What These Violations Mean
The employee illness reporting violation is the one that public health officials consistently rank as most dangerous in a restaurant setting. Norovirus, the most common cause of foodborne illness outbreaks in the United States, spreads directly from an infected food handler to the food they touch. An employee who works through vomiting or diarrhea without reporting it can expose every customer served during that shift.
The unapproved food source violation compounds that risk. Food that enters a kitchen outside the regulated supply chain has not been inspected for contamination, proper handling, or temperature control during transit. If that food carries Listeria or Salmonella, there is no paperwork trail to help public health investigators identify other affected customers or pull the product from circulation.
The cooking temperature violation at ANF Gyros and Grill is particularly relevant given the menu. Gyro meat is typically a blend of ground lamb and beef, or chicken, pressed and cooked on a rotating spit. If internal temperatures are not verified, pathogens that survive undercooking go directly to the plate.
The allergen awareness failure affects a specific and vulnerable population. Food allergies send roughly 30,000 Americans to emergency rooms each year. A kitchen where staff cannot identify allergens in dishes, or where that knowledge is not being demonstrated to an inspector's satisfaction, is a kitchen where a customer with a peanut, tree nut, or shellfish allergy cannot safely rely on verbal assurances.
The Longer Record
The April 2026 inspection was not a one-time failure at ANF Gyros and Grill. State records show 20 inspections on file and 199 total violations documented across the facility's history.

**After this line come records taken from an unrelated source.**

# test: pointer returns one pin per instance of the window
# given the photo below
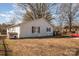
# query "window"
(48, 29)
(35, 29)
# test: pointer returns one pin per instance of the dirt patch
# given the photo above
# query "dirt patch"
(44, 47)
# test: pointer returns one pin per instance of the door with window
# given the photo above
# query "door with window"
(35, 29)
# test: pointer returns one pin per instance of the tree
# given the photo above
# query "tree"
(69, 12)
(37, 11)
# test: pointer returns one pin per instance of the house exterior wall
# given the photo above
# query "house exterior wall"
(26, 28)
(13, 30)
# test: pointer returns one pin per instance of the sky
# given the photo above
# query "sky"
(8, 11)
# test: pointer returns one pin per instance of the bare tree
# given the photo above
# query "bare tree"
(69, 13)
(37, 11)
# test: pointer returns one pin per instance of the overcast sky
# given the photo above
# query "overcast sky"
(8, 11)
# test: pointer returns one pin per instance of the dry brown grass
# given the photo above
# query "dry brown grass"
(43, 46)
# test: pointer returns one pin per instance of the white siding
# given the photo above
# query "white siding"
(26, 28)
(14, 29)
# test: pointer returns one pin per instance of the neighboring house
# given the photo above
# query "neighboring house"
(34, 28)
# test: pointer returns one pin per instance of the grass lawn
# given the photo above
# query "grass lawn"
(43, 46)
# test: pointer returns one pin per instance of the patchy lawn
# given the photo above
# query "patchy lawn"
(44, 46)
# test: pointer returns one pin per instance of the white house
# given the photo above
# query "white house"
(35, 28)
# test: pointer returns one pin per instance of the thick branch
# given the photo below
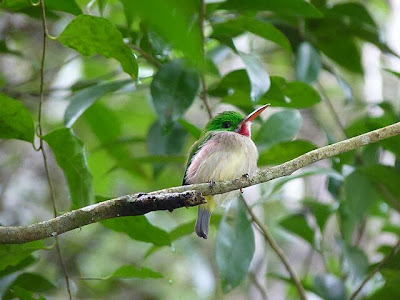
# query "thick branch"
(129, 205)
(169, 199)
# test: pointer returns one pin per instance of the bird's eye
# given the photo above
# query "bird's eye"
(226, 124)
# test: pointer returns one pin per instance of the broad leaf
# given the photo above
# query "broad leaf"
(86, 97)
(15, 120)
(68, 6)
(356, 12)
(298, 225)
(190, 128)
(356, 260)
(397, 74)
(140, 229)
(299, 8)
(234, 248)
(386, 180)
(279, 127)
(294, 94)
(329, 287)
(30, 282)
(13, 255)
(162, 142)
(265, 30)
(70, 156)
(91, 35)
(173, 90)
(359, 196)
(174, 20)
(129, 271)
(284, 151)
(259, 78)
(308, 63)
(321, 211)
(235, 88)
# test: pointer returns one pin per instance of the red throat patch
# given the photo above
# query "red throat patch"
(245, 129)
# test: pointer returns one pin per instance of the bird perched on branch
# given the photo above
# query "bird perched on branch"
(224, 151)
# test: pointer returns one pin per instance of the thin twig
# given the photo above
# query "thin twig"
(258, 285)
(270, 240)
(41, 147)
(203, 94)
(332, 109)
(376, 270)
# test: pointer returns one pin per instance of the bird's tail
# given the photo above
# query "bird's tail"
(203, 217)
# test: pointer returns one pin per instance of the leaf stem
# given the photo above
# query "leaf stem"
(270, 240)
(204, 94)
(376, 270)
(41, 147)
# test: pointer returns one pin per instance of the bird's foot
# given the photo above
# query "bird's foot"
(212, 184)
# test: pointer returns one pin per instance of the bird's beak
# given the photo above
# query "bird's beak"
(255, 113)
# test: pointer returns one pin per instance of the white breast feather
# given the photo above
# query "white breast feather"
(227, 155)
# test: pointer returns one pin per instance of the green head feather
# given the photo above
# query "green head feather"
(226, 121)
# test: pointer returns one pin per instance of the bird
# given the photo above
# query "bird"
(224, 151)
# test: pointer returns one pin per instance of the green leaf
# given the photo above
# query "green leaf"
(279, 127)
(308, 63)
(15, 120)
(259, 78)
(356, 260)
(397, 74)
(359, 196)
(162, 142)
(4, 49)
(173, 90)
(284, 151)
(129, 271)
(175, 21)
(387, 181)
(190, 128)
(298, 225)
(298, 8)
(343, 50)
(29, 282)
(234, 248)
(329, 287)
(13, 255)
(91, 35)
(321, 211)
(68, 6)
(183, 230)
(140, 229)
(356, 12)
(235, 88)
(70, 156)
(263, 29)
(83, 99)
(294, 94)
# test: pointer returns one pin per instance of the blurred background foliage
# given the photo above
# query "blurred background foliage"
(124, 100)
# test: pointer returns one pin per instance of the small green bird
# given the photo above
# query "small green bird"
(224, 151)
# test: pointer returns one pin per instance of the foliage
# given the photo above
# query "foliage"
(124, 100)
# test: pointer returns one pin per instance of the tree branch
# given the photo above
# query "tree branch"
(129, 205)
(171, 198)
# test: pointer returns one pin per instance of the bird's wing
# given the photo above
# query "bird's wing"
(193, 150)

The pattern is consistent. In December 2025, just four months before the April inspection, an inspector cited 10 high-severity violations and 4 intermediate ones. In August 2025, there were 7 high-severity violations. In March 2025, 8 high-severity violations. In August 2024, 7 high-severity violations. In January 2024, 9 high-severity violations.
The facility has never been emergency-closed. Two inspections in the record, one in June 2023 and a follow-up in December 2025, showed zero high-severity violations, suggesting the restaurant can meet standards when it chooses to. But those clean inspections have not held.
ANF Gyros and Grill: Recent Inspection Pattern
Six of the seven most recent substantive inspections at this restaurant produced seven or more high-severity violations each. The facility has accumulated 199 total violations across 20 inspections, an average of nearly 10 violations per visit.
After the April 6 inspection, ANF Gyros and Grill remained open for business.